Jay Etchings is ASU’s Director of Operations for Research Computing. He partners closely with Dr. Buetow to define and deliver the IT backbone that the team needs. The Next Generation Cyber Capability (NGCC) project combines Apache Hadoop with high-performance computing.

Here’s how Mr. Etchings describes their IT strategy:

“One of the features of the way we’ve set up our data-intensive environment is to have it be on the same fabric as utility computing and on the same fabric as traditional high performance computing. A user in our environment seamlessly goes between their sand box (where they may be developing code) to the Hadoop space. Or, if they need to be running something in a more traditional high performance computing space, they can actually output that traditional HPC job into data frameworks that we could then process in the Hadoop environment.”


One of the features of the way we’ve set up our data-intensive environment is to have it be on the same fabric as utility computing and on the same fabric as traditional high performance computing. A user in our environment seamlessly goes between their sand the Hadoop space. Or...they can actually output that traditional [high performance computing] job into data frameworks that we could then process in the Hadoop environment.

Jay Etchings, Director of Operations for Research Computing, ASU

The Results: Faster Speed to Insight and Greater Scholarly Collaboration

Dr. Buetow quickly understood the power of CASI’s approach.

He told us, “My epiphany came when I ran a relatively complex SQL query against a table that had 20 billion rows in it. The query returned results in a minute or two. I was dumbfounded. Prior to using this environment, one never could comprehensively construct the networks. Basically, you couldn’t or didn’t ask those comprehensive questions. Now [with HDP] we have both the availability of data and the technical capability to analyze it. We are able to explore spaces where we simply couldn’t go before. It just wasn’t possible before having this technology. This has sped our time to insight infinitely in some cases. Some questions were not possible before, and now they return results in a day.”

Moreover, CASI’s strategy for Hadoop adoption follows with President Obama’s “National Cancer Moonshot” policy that encourages “sharing data to generate new ideas and new breakthroughs”. Dr.

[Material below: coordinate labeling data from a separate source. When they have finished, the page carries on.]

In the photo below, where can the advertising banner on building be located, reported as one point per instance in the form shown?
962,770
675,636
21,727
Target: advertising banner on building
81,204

Buetow describes the synergy between Hortonworks’ open-source approach and that spirit of data sharing, “Because of the open-source framework of the Hadoop that we’ve instantiated, it allows us to create a federated framework where others who wanted to be running comparable problems can set this up in their own institutions.”

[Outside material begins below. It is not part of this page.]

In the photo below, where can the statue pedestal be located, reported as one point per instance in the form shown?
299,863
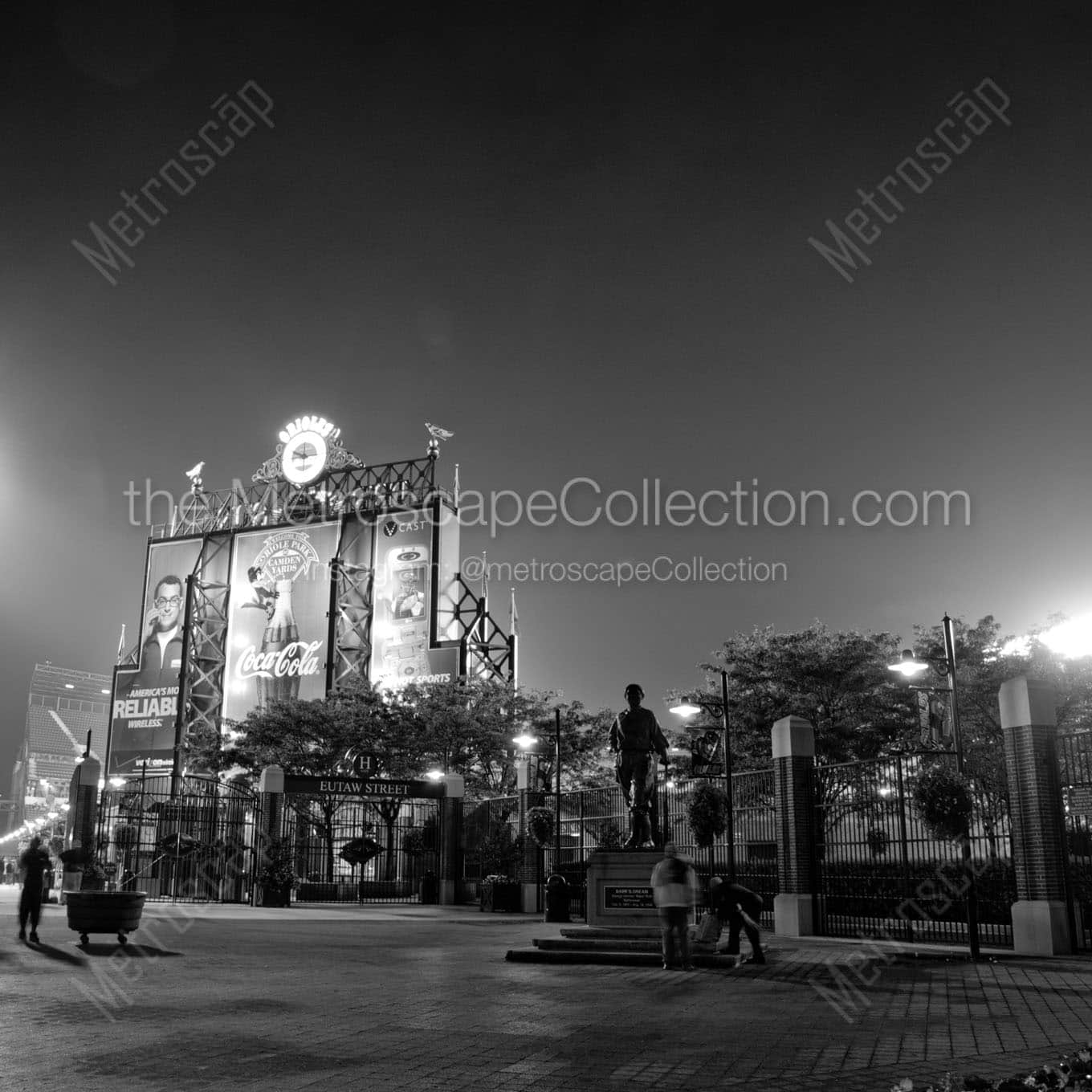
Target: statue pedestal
619,894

Next Steps: Innovating Connected Data Platforms for the Benefit of Biomedicine

The CASI team intends to contribute code and tools that it is developing for cancer research back to the open-source community so that other researchers can take advantage of their groundbreaking advances.

Again, Dr. Buetow: “We’re hoping that Hortonworks’ focus and leadership in the open-source community permits the rapid dissemination to a much broader community of new features and new capabilities critical to the type of work that we do.”

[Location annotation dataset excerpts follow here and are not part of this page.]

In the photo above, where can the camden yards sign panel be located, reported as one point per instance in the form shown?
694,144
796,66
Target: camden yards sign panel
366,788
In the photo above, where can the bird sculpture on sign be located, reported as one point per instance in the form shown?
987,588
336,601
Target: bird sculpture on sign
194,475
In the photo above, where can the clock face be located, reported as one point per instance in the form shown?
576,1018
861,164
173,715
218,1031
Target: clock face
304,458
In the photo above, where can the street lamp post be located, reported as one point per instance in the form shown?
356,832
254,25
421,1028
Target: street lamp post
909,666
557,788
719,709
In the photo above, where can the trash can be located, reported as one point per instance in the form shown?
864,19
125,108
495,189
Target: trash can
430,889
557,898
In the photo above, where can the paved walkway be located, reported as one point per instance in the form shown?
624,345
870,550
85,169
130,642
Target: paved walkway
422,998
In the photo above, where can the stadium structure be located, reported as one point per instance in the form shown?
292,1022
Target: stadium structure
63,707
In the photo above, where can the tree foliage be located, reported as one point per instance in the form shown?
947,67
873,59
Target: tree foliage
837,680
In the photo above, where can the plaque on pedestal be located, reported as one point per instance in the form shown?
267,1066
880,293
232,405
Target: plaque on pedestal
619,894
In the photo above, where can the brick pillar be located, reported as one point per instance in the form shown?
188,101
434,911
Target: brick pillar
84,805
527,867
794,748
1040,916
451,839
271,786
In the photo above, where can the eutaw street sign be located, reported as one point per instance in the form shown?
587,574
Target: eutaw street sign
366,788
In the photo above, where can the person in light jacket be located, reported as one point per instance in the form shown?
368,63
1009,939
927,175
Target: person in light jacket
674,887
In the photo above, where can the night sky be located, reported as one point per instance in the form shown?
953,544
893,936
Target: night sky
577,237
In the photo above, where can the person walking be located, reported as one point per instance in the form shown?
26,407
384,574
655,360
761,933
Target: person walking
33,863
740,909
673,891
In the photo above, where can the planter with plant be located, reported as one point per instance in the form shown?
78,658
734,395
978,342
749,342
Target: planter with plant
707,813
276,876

The CASI team believes that their use of the 100% open-source HDP platform gives them a voice, through Hortonworks committers, to communicate genomics requirements to the Apache Software Foundation and the broader open-source community.

“The 100% open-source framework for Hortonworks permits us to leverage the much larger open-source community,” said Dr. Buetow.

About Research Computing at ASU

The Research Computing at ASU initiative represents a leading academic supercomputing center - providing a high-performance computing environment (Big Iron HPC), a high-end data intensive ecosystem (Big Data), a highly available 100 gigabit Internet2, a software defined Science DMZ, in-memory computation required for advanced data analysis and machine learning with Apache Spark. It is situated in an enterprise datacenter on campus within a 5000 square foot secured facility. The initiative’s support staff consist of computational scientists and programmers with expertise in many areas of scientific and parallel computing: big data analytics (in memory), custom software development, database engineering, and scientific visualization.